Social and environmental initiatives can be justified if they attract customers or workers, but the underlying priority is financial returns. There is an expectation of “shareholder primacy,” which means shareholders come first in all decisions.
When profits and growth are prioritized over people and the planet, the negative social and environmental consequences are devastating.
The solution, according to the old story, is to redistribute a fraction of these profits through government, private philanthropy, and nonprofit charities. The underlying assumptions about profit maximization and growth aren’t questioned.
The Good Market commons is for enterprises that question “business as usual.” While they are all part of the broader movement, they can operate according to very different models.
Names and Networks: responsible businesses, impact businesses, sustainable businesses, common good companies, triple bottom line companies, benefit corporations, conscious capitalism
Instead of focusing solely on shareholders, these enterprises value and prioritize other stakeholders like workers, customers, suppliers, communities, and the environment, but they continue to use traditional business structures and take on traditional finance.

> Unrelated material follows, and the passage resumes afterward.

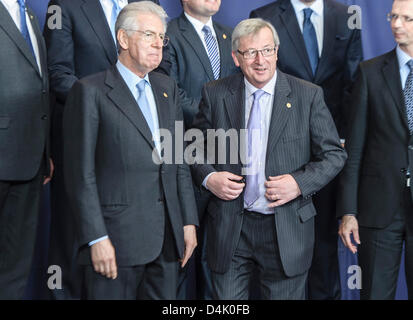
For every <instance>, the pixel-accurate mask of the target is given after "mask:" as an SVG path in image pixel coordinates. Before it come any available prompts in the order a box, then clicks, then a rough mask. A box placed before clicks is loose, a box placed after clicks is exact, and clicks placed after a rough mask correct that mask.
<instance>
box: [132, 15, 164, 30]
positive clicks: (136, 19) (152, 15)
mask: <svg viewBox="0 0 413 320" xmlns="http://www.w3.org/2000/svg"><path fill="white" fill-rule="evenodd" d="M136 22H137V23H138V25H139V28H140V29H142V30H151V31H156V32H159V33H161V32H163V31H164V27H163V23H162V20H161V18H159V17H158V16H157V15H156V14H154V13H150V12H143V13H138V14H137V15H136Z"/></svg>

Their founders usually have strong personal commitments to social and environmental responsibility, but it can be difficult to maintain this focus over time. Economic downturns, changes in management or ownership, and investor pressure can lead to mission drift and a watering down of socially and environmentally responsible practices.
Contribution to Systems Change
Names and Networks: social enterprises, fair trade enterprises, cooperatives, mutualist organizations, post-growth enterprises, earned-income nonprofits, not-for-profit businesses, social businesses, steward-owned businesses
These enterprises go beyond prioritizing stakeholders. They exist to solve social and environmental problems. Enterprises that put people and planet first reinvest the majority of any surplus towards their purpose and protect their purpose in their governance model or legal structure. The approach has deep roots in indigenous and traditional communities that self-organize to manage resources and solve shared challenges.
These enterprises find it difficult to mobilize investment, but they are able to unlock social and environmental solutions that are not possible within grant-dependent nonprofit structures or traditional business structures that require private profit and continuous growth.
Contribution to Systems Change
The challenges we face are too big for any single organization or network. Climate change, biodiversity loss, rising inequality, political instability, and a growing distrust in public institutions all shorten the runway for an economic transition.
When we work in isolation, it slows our progress and increases the risk of cooptation, but when we recognize and value the strengths of different parts of the broader movement, it opens new leverage points and opportunities for collective action. We can work together to change narratives, social norms, and system-level rules.